College and university presidents will have to decide exactly how they'll implement the cuts at each of their schools, though the board will have to sign off on any plans before they're undertaken. That decision is scheduled for June.
The College of Southern Nevada and Nevada State College are likely to spread the cuts around the schools. The cuts could make it harder for some students to get into needed classes, imposing what might become a de facto enrollment cap at two schools, which have seen rapid growth in recent years.
But the universities have announced plans to cut programs. The leaders say there is no other choice.
At UNLV, $9 million must be cut from the budget in the next fiscal year. President Neal Smatresk said he plans on cutting $5 million from support areas, and $4 million from academic programs themselves.
"I don't like this any more than you do, but simply don't know how to cut 9 mill(ion) total without very painful closures," Smatresk wrote in an e-mail to Regent Mark Alden.
Alden is upset that some programs he sees as vital to the university might be cut. Among them is the English Language Center, where Alden's wife studies.
"Cutting out needed programs is stupid," Alden wrote to Smatresk.
So Alden is pitching a controversial plan that would cut salaries anywhere from 2 percent to 8 percent. The higher the salary, the larger the cut.
"I'm going for it," Alden said. "Whether I have the votes, who knows?"
He almost certainly will not have the votes. Cutting the salaries of employees under contract or who have tenure is almost impossible.
Doing it would require the board to declare financial exigency, which is akin to them throwing up their hands and saying, "We can't pay our bills."
Such a declaration would be a first and could have several bad consequences, opponents say.
"There are few alternatives that are worse than exigency," professor Brown said.
To make the declaration, the system's chancellor would have to recommend it to the board. He has no plans to do so.
"The board has had a number of discussions on financial exigency, and every time the board has discussed it, the consensus is that there would be a highly negative result," Chancellor Dan Klaich said. "It should only be taken as a last resort."

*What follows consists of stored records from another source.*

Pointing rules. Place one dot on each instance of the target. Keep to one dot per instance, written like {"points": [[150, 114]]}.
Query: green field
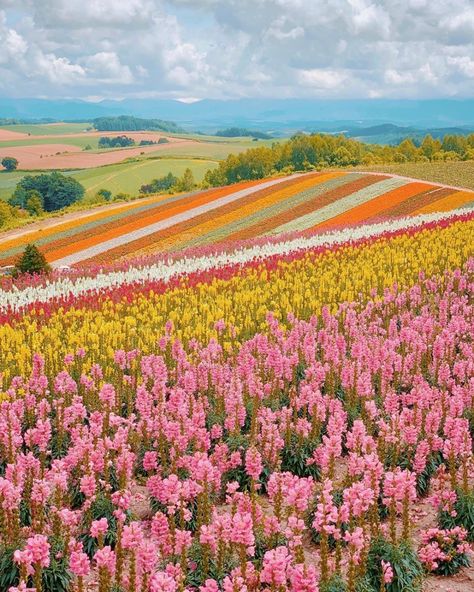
{"points": [[129, 176], [82, 142], [125, 177], [459, 174]]}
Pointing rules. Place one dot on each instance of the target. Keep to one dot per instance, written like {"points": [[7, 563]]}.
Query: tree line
{"points": [[318, 151], [128, 123]]}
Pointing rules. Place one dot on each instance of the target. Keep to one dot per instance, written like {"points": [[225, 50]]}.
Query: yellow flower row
{"points": [[302, 286]]}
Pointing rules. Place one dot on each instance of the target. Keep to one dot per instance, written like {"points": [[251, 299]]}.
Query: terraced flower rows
{"points": [[272, 419], [311, 202]]}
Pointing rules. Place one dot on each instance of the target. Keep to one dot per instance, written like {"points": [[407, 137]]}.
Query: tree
{"points": [[104, 194], [429, 146], [5, 213], [32, 261], [34, 203], [160, 185], [56, 190], [186, 182], [10, 163]]}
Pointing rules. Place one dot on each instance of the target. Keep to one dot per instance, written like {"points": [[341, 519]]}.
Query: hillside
{"points": [[314, 202], [459, 173]]}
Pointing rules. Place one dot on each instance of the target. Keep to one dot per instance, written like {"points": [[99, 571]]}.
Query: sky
{"points": [[195, 49]]}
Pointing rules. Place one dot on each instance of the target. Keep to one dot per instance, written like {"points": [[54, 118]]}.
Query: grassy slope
{"points": [[125, 177], [48, 129], [460, 174], [32, 141], [129, 176]]}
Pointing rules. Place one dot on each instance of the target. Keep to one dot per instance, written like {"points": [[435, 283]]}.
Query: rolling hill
{"points": [[279, 206]]}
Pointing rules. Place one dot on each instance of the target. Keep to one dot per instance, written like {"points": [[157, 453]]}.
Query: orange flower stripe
{"points": [[105, 232], [375, 206], [309, 206], [242, 208], [34, 235], [168, 238]]}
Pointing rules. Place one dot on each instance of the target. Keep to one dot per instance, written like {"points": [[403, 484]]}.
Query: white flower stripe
{"points": [[16, 299], [124, 239], [340, 206]]}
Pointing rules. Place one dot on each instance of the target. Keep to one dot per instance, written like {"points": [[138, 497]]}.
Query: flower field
{"points": [[256, 413], [314, 202]]}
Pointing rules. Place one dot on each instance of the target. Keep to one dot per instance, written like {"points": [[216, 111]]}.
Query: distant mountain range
{"points": [[376, 120]]}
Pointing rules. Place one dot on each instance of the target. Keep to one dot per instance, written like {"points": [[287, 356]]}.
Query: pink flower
{"points": [[132, 536], [105, 559], [275, 564], [253, 463], [99, 528], [387, 572], [162, 582], [79, 564], [38, 548]]}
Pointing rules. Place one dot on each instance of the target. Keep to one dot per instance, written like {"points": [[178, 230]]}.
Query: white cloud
{"points": [[321, 79], [227, 48], [105, 67]]}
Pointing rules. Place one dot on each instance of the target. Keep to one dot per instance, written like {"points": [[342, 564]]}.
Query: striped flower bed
{"points": [[298, 203], [60, 288]]}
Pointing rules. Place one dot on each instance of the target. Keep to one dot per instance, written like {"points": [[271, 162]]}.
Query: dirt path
{"points": [[412, 179], [66, 156], [57, 221]]}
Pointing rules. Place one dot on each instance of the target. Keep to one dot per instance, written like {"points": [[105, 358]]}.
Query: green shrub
{"points": [[407, 569]]}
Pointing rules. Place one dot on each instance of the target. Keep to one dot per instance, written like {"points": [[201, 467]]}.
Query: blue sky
{"points": [[237, 48]]}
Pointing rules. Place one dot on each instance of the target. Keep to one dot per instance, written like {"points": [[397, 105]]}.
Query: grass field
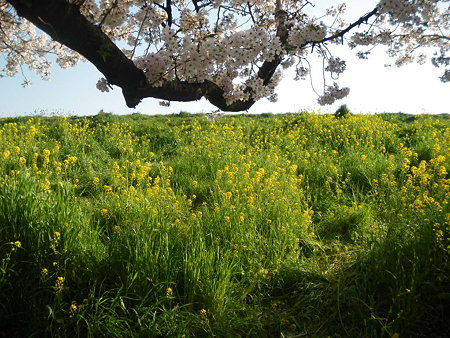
{"points": [[267, 226]]}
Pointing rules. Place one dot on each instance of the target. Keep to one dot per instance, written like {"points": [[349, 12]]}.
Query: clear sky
{"points": [[373, 88]]}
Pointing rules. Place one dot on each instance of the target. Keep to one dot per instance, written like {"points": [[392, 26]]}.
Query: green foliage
{"points": [[274, 225]]}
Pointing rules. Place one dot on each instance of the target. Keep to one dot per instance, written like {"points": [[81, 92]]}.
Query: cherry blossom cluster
{"points": [[401, 10], [336, 65], [228, 42]]}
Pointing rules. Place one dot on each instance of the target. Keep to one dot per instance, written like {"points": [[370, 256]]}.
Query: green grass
{"points": [[274, 225]]}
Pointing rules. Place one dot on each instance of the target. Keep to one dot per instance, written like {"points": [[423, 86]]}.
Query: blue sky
{"points": [[373, 88]]}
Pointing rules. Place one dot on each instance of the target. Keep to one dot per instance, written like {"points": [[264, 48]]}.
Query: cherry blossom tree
{"points": [[232, 52]]}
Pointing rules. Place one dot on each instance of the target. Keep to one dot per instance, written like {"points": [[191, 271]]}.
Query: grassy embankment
{"points": [[245, 226]]}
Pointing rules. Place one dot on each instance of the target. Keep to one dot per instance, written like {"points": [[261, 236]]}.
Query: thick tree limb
{"points": [[65, 24]]}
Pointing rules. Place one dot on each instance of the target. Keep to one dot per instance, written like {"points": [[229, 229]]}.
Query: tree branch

But the b oard is scheduled at its meeting Friday to make some changes to its governing code. Among them would be a requirement that budget cuts be 10 percent or greater before financial exigency is declared.
Some say the declaration would damage the system's credit. They say it would also ruin its reputation, not only with potential future students and faculty, but with those who are in the system now.
"I think it sends a chilling message nationwide about the state our system is in," Klaich said.
Brown pointed out that many who work at the colleges and universities already have taken a pay cut.
All state employees were given a 4.6 percent cut by the Legislature last year. At the universities, that means classified employees -- administrative assistants, groundskeepers and the like -- took the cut.
But professional staff and faculty are not, technically, state employees. They are employees of the higher education system. Under the system's bylaws, those employees are under contract. The contracts can be changed only with a year's notice unless financial exigency is declared.
The board did give those employees notice last summer that they would be taking a pay cut in a year.
Without a declaration of exigency, the salaries of tenured faculty cannot be cut. The b oard ordered a workload increase for faculty, which Brown contends means they're doing more work for the same money. He equates that to a pay cut.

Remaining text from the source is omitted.